Domain Expertise and Analysis Paralysis

Domain expertise is probably one fine way to fight off the analysis-paralysis problem that plagues many data science teams. Some data science teams take up significant time and resources to experiment with ideas vastly, and the availability of high performance computing power on tap makes them take hypothesis formulation less seriously. Adversity is truly the mother of inventiveness, and it is, for example, when computing power was at a premium, that some of the most efficient sorting algorithms were devised. Similarly, the availability of computing power and statistical modeling capabilities on a massive scale de-incentivize the need to ask pertinent questions.

Pertinent questions and specific answers lead to tangible decisions and related business improvements. Without the benefit of domain knowledge, this is not possible. Analysis paralysis is a very real phenomenon. Data scientists are susceptible in organizations that value domain expertise, and don’t value analytical solutions. In situations where analytical solutions and problem solving are valued, data science that fly blind toting algorithms and machine learning won’t come out on top either – they’re more likely to hurt the credibility of the data science exercise than help it, when they solve simple problems that have pre-existing domain formulations with the help of complex algorithms (which may sometimes not give sufficient insight into their own workings, despite working well).

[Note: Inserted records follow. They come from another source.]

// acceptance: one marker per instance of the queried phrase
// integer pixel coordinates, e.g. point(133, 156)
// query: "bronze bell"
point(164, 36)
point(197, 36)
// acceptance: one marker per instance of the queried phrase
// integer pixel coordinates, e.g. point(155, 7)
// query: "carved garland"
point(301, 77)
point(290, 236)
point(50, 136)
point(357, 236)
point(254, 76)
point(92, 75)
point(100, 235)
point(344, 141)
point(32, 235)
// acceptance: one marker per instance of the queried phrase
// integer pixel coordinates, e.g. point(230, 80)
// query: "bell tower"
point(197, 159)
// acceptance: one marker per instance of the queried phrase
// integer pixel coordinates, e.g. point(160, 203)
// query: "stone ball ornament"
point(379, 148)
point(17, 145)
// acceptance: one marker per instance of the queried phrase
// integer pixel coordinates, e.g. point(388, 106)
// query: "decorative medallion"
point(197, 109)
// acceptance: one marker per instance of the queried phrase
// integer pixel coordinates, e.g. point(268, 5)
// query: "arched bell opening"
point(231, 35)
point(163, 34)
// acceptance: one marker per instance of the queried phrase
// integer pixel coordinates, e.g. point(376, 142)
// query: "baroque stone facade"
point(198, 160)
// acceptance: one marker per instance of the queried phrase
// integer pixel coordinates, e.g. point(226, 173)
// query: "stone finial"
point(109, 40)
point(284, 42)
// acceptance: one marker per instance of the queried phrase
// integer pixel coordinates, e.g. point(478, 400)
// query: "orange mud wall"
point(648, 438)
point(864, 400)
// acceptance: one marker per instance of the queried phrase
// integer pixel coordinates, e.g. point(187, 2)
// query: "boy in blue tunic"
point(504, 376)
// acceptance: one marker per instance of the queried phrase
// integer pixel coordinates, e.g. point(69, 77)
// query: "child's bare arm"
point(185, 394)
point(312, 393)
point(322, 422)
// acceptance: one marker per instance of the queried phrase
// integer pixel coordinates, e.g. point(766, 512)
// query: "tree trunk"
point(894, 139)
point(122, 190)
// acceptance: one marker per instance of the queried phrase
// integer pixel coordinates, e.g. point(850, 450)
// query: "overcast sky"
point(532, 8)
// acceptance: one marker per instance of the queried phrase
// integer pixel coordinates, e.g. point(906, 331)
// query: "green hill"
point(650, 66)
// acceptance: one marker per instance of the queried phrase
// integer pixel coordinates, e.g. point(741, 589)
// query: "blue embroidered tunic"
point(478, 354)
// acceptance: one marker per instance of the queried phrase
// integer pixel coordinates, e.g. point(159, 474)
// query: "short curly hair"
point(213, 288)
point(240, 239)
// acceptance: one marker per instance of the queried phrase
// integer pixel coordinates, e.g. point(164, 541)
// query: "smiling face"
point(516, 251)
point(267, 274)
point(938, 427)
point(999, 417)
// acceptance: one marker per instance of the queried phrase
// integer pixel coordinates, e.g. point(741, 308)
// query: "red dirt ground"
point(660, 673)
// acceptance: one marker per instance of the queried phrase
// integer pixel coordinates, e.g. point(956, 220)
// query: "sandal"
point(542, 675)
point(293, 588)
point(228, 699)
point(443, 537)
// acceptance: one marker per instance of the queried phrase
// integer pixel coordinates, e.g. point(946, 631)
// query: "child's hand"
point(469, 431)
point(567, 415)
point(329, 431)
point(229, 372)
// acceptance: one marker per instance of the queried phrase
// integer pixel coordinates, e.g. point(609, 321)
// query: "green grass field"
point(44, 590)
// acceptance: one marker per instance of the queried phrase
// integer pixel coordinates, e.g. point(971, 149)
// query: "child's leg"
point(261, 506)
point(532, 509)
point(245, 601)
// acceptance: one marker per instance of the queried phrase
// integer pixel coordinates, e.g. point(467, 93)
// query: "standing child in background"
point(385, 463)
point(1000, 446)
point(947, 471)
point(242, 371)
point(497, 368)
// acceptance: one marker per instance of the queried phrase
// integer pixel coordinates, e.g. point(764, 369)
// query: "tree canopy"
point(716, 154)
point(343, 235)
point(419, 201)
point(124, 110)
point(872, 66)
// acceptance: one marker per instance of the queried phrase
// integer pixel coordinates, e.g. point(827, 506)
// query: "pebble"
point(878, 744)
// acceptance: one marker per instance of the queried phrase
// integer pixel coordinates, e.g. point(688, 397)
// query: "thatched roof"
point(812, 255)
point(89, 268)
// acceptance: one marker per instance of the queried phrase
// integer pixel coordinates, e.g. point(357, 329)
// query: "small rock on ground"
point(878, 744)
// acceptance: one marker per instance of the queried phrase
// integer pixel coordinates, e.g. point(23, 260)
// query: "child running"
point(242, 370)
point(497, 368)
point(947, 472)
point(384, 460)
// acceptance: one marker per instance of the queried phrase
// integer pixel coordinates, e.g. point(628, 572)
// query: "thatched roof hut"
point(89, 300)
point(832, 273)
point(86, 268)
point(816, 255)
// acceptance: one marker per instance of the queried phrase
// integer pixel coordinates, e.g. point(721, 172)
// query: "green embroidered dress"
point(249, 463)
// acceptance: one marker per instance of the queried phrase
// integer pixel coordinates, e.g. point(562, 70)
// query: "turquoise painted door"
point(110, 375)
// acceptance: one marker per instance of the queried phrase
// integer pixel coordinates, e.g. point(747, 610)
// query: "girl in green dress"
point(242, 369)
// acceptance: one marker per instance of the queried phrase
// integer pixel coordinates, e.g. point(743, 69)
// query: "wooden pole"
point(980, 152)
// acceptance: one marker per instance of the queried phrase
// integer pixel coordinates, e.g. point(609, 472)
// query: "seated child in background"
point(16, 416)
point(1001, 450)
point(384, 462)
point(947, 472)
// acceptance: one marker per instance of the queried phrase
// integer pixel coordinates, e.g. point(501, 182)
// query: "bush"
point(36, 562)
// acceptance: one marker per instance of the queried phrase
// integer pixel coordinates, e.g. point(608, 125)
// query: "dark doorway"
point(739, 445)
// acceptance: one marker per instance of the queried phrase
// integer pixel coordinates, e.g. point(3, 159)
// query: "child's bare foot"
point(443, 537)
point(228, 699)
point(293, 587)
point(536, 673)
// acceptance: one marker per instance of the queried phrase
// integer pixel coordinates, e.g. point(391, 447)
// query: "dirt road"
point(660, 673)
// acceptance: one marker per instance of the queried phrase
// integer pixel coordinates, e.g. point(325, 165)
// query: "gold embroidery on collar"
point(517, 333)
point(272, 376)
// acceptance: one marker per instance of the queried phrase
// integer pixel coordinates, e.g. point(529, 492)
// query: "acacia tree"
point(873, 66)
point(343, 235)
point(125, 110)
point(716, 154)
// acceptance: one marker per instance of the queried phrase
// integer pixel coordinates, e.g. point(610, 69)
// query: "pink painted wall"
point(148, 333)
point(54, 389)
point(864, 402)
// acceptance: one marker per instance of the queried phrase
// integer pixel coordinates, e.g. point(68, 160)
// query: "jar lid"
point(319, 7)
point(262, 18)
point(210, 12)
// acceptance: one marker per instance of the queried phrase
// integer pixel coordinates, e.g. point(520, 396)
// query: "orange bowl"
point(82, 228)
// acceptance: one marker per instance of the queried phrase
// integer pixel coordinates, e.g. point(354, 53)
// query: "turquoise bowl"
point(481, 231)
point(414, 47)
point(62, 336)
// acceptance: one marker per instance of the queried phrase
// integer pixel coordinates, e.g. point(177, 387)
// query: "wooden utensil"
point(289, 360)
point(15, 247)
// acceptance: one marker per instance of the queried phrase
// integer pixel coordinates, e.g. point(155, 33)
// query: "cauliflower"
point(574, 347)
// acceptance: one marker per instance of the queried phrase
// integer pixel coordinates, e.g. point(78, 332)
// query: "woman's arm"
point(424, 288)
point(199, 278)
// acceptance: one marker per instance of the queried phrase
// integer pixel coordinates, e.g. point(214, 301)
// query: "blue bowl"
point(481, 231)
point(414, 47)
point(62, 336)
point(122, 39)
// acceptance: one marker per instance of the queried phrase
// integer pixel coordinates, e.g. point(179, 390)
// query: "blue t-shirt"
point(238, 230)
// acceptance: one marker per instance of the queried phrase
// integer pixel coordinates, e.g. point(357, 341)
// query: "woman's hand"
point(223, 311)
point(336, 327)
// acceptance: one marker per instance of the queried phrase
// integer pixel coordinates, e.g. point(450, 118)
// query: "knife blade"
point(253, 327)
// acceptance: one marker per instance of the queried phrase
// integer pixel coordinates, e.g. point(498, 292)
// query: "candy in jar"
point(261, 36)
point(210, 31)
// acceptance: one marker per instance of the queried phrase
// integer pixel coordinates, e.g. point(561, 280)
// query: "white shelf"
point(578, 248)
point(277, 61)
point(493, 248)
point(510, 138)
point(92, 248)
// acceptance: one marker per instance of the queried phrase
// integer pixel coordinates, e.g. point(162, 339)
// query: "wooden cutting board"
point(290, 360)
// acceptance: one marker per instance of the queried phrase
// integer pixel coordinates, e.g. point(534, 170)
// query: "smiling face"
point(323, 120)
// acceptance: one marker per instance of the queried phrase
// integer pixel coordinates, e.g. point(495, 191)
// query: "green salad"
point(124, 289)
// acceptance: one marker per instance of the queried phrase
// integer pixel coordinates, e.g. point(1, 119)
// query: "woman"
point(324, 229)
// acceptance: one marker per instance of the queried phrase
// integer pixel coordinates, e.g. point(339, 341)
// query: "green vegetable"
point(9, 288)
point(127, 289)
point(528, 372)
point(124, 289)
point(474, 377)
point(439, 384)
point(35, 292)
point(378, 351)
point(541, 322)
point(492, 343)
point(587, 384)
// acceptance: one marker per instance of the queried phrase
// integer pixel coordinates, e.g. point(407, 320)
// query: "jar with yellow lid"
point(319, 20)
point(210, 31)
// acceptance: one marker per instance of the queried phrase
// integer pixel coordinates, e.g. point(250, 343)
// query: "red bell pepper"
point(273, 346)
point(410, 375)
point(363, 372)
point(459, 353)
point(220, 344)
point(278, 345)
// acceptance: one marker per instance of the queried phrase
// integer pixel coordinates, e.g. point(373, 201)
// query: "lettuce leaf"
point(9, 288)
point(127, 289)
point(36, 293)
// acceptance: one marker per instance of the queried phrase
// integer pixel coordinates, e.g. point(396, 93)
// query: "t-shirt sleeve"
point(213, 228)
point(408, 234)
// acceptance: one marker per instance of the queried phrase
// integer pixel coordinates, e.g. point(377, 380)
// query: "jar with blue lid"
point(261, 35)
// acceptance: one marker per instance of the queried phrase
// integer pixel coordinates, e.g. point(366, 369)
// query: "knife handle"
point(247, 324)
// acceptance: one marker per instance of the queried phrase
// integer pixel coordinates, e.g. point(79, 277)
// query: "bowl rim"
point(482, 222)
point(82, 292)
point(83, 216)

Challenge or Channel Domain Expertise?

Machine learning work done in medicine (cancer cell detection) points to a future where human-learned skills are replicated by deep learning or reinforcement learning systems. Alternatively, many real data science programs at diverse companies indicate an analysis paralysis that can be addressed by involvement to a greater degree of domain experts of specific kinds in the data science hypothesis formulation, analysis and  interpretation of results. The latter is more representative of a real world scenario than the former, where an expert system independently learns about a hard problem and solves it.

Doing Data Science Better

In order to be able to do data science better, it isn’t merely important to consider developing data scientist resources along the lines described by Drew Conway or Stephan Kolassa. It is important to groom analytically capable people from within domains too. This means distributing the skill set required for serious analysis from the mainstream data science practice, into functional teams. Sometimes, this may mean penetrating leadership teams that work in functional capacities, and at other times, it may mean addressing the needs of small teams directly, by grooming functional/technical talent for doing data science.

Doing data science better doesn’t merely involve leveraging algorithms and their strengths better. It also means asking the right questions. Pay attention to your domain experts, and develop the capabilities around the analytical capabilities of your team. Success for many companies doesn’t look like all-conquering deep learning algorithms, but looks like specific problems solved in a targeted manner, by using well defined problem statements and the right algorithms and frameworks.